La certification ne dispense pas les entités de prévoir les contrôles internes nécessaires à une information financière fiable et de chercher à maîtriser les risques qui s’attachent à leur activité. La certification n’a pas non plus pour finalité de se prononcer sur la situation financière des entités concernées, ni sur la régularité et la performance de leur gestion au regard de l’image qu’en donnent leurs comptes annuels. Il ne s’agit pas davantage de réaliser un contrôle budgétaire ou de juger les comptes et de mettre en jeu la responsabilité du comptable sur la régularité formelle des opérations.

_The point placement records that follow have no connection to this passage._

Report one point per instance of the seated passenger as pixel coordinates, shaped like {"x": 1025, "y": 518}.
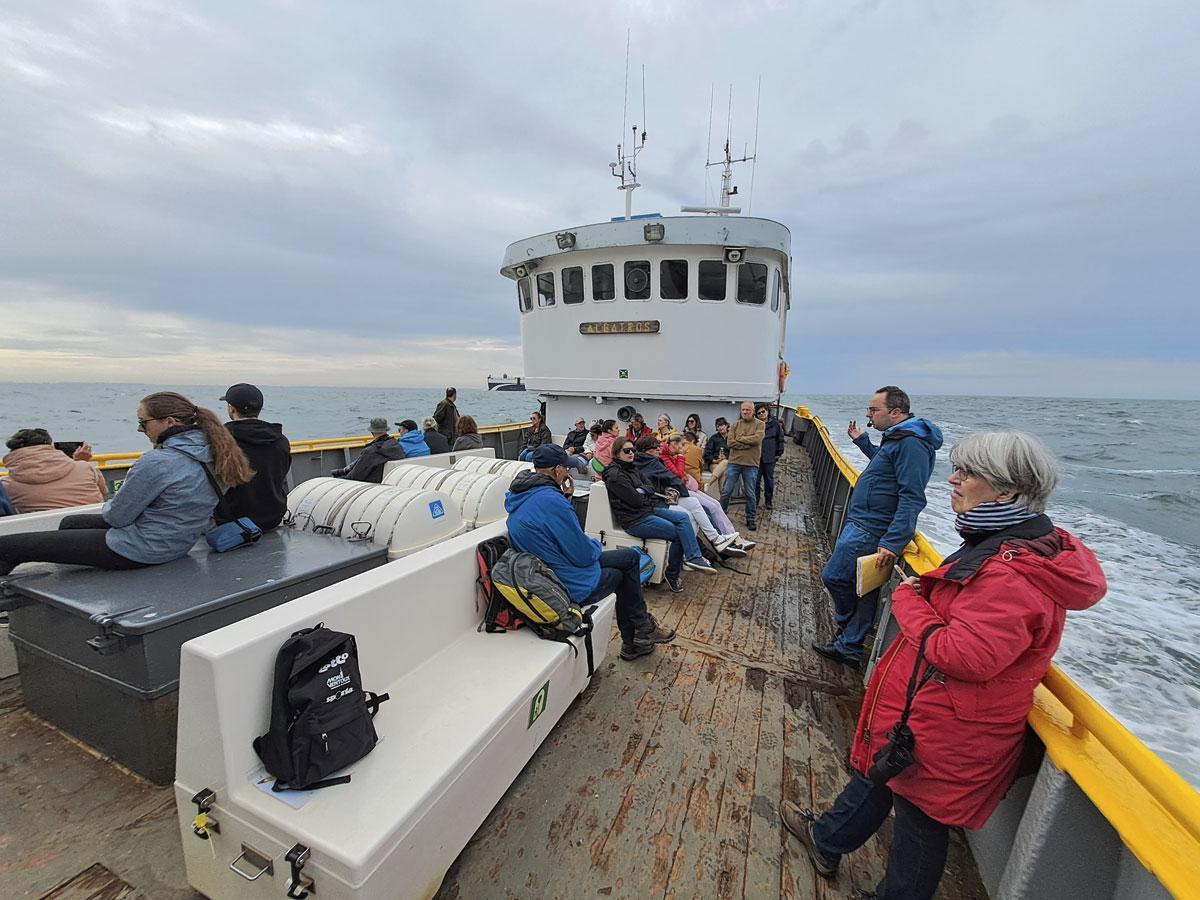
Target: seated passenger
{"x": 664, "y": 431}
{"x": 468, "y": 435}
{"x": 377, "y": 454}
{"x": 264, "y": 501}
{"x": 576, "y": 437}
{"x": 6, "y": 508}
{"x": 694, "y": 457}
{"x": 543, "y": 522}
{"x": 717, "y": 448}
{"x": 41, "y": 477}
{"x": 609, "y": 435}
{"x": 649, "y": 463}
{"x": 636, "y": 509}
{"x": 411, "y": 441}
{"x": 989, "y": 621}
{"x": 538, "y": 436}
{"x": 165, "y": 504}
{"x": 637, "y": 427}
{"x": 433, "y": 438}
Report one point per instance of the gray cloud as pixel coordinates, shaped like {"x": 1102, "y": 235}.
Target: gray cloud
{"x": 972, "y": 179}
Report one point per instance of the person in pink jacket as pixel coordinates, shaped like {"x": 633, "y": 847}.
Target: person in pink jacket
{"x": 41, "y": 477}
{"x": 976, "y": 637}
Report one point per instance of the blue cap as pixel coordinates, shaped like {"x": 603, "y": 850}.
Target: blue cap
{"x": 547, "y": 456}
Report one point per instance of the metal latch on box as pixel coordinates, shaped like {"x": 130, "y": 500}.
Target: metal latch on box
{"x": 203, "y": 823}
{"x": 300, "y": 885}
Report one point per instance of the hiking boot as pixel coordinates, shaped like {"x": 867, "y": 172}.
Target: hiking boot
{"x": 655, "y": 633}
{"x": 799, "y": 822}
{"x": 831, "y": 652}
{"x": 635, "y": 649}
{"x": 724, "y": 541}
{"x": 699, "y": 564}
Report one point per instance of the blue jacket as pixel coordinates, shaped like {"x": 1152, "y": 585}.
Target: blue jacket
{"x": 6, "y": 508}
{"x": 891, "y": 492}
{"x": 166, "y": 502}
{"x": 413, "y": 444}
{"x": 543, "y": 522}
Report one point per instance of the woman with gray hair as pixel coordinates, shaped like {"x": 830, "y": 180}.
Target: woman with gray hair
{"x": 942, "y": 724}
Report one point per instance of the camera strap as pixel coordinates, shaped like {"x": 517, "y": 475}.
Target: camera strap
{"x": 918, "y": 678}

La certification n’est pas une fin en soi, mais elle renforce la crédibilité des comptes d’une entité en tant qu’instruments de pilotage et de gestion.

Comment se déroule une certification des comptes ?

La certification des comptes annuels d’une entreprise est effectuée par un « commissaire aux comptes » qui attestent :

  • de la régularité et de la conformité des comptes annuels avec le référentiel comptable qui leur est applicable
  • de la sincérité des comptes.

Après un examen détaillé des comptes, le commissaire aux comptes produit un rapport qu’il fournit à l’assemblée générale des actionnaires dans lequel il donne :

  • une certification sans réserve
  • Il ne subsiste aucun désaccord ou les désaccords relevés ne sont pas significatifs à l’issue des vérifications effectuées ; le certificateur n’a pas été limité dans ses vérifications.

  • une certification avec réserves
  • Le certificateur a identifié des limitations ou désaccords, mais ceux-ci ne sont pas suffisants pour l’empêcher d’émettre une opinion ou remettre en cause la régularité, la sincérité, et la fidélité des comptes.

  • une impossibilité de certifier
  • Le certificateur indique que l’accumulation de limitations est trop importante et l’empêche d’émettre une opinion.

  • un refus de certification
  • Dans ce cas, les limitations et désaccords sont tels qu’ils entachent la sincérité, la régularité et l’image fidèle des comptes.

Publier ses comptes lorsque l’on est une entreprise

Publier ses comptes annuels est obligatoire pour :

  • toutes les sociétés anonymes (SA, SAS, SASU, SCA)
  • toutes les sociétés à responsabilité limitée (SARL, EURL)
  • les sociétés en nom collectif (SNC) dont les associés sont des SARL ou des SA
  • les sociétés d’exercice libéral (SELAS, SELURL, SELASU)
  • les coopératives agricoles ou unions coopératives agricoles dont le chiffre d’affaires est supérieur à 75 000 €.
  • les EIRL (Entrepreneur Individuel à Responsabilité Limité)

Le dépôt des comptes annuels s’effectue au greffe du Tribunal de commerce où est situé leur siège social

Les comptes annuels comprennent le bilan, le compte de résultat et l’annexe. Ce dépôt doit être effectué dans un délai d’un mois à compter de leur approbation par l’Assemblée Générale ordinaire, soit 7 mois maximum après la date de clôture de leur exercice. En cas de non-dépôt, l’entreprise en infraction est passible d’une amende. Ce délai est prolongé d’un mois en cas de dépôt en ligne sur www.infogreffe.fr.

Ce document présente la situation de l’entreprise en matière de ressources (passif) et d’emploi des fonds (actif) à un moment « T », fait apparaître de façon distincte les capitaux propres et le compte de résultat. C’est un outil essentiel pour entrer dans le détail des comptes des sociétés. Les propositions d’affectation du résultat et le texte des résolutions de l’assemblée générale qui les a approuvées sont également fournis.